For a while social media kept us connected. Together we went through the different phases of lockdown life - the kitchen experiments, the garden improvements, the zoom calls, the cool pyjama looks, the learn a new skill phase, the Netflix overloaded groggy eyes, the previous travel photo re-uploads, the hashtags of new normal...  to eventually now, when it is no longer new.

Now, after a good 6 months or more, some of us are beginning to understand what it means to live in this new world... which surprisingly looks not so different to the old. Everyday is very similar to the previous. And it is becoming a lot more difficult to whip up a new trend to remain excited or entertained by it all.

Our survival instinct tells us that we should adapt to this 'change' but to me it seems a little ironic, when everything around us seem so unchanging and static.

It is no longer an apocalyptic drama, but a cold reality which seeps into us and becomes part of us. We are no longer frazzled by the numbers, the deaths, the business and the economic losses. Although some of us are still waiting, we don't really know for what, and when.

I wanted to write a story of me embracing my island life, but it is turning out to be that of the island slowly engulfing me. I know the answer lies in my ability to change the lens with which I look at the world, but this is easier said than done.

For today, let me just focus on not sinking, I guess.


Saturday, July 4, 2020

Happiness, punctuated.

Shiawase 幸せ- It's the Japanese term for happiness.



But my interpretation of this happiness is not the giddy feeling of overwhelming ecstasy. Instead it is more like a lying down in the field, looking up at the sky, watching clouds float by while being aware of your beating heart - kind of feeling. You know, the kind where your heart is filled with gratefulness towards the universe, simply because of the existence of this very moment.

It probably takes years of living, breathing, dreaming, failing, falling and restarting to get to such a moment, and will definitely take more of the same to recreate another similar instant.
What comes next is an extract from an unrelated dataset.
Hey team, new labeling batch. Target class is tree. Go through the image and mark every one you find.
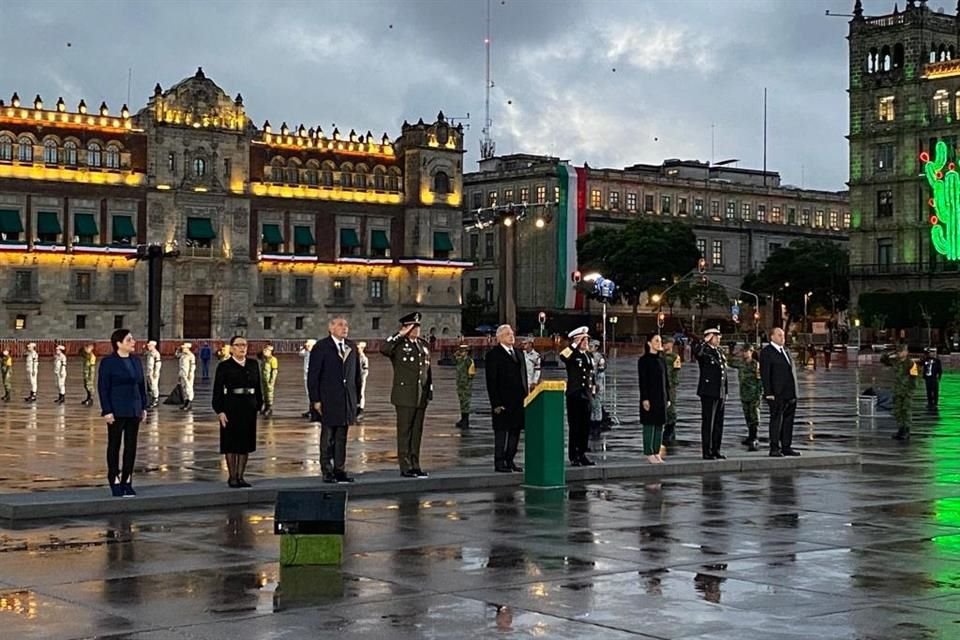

But when in such a moment, a smile escapes you, in spite of this understanding, I guess you can call it happiness?

I have always been a coward when it comes to this flavour of this particular emotion. Always insecure that admitting something like this would open me up to pain and hurt. I am not sure when in life I became so protective about myself and why, but it felt as if it is taboo or a vulgar state of mind.

But the fact that today I simply allowed myself - in fact I didn't even have control over it, so cannot say "I allowed it" - to feel this way, and say it out aloud without running away from it - probably means something. 

And this 'something' is probably nothing too big or small; it simply is a semicolon in the passage of my life.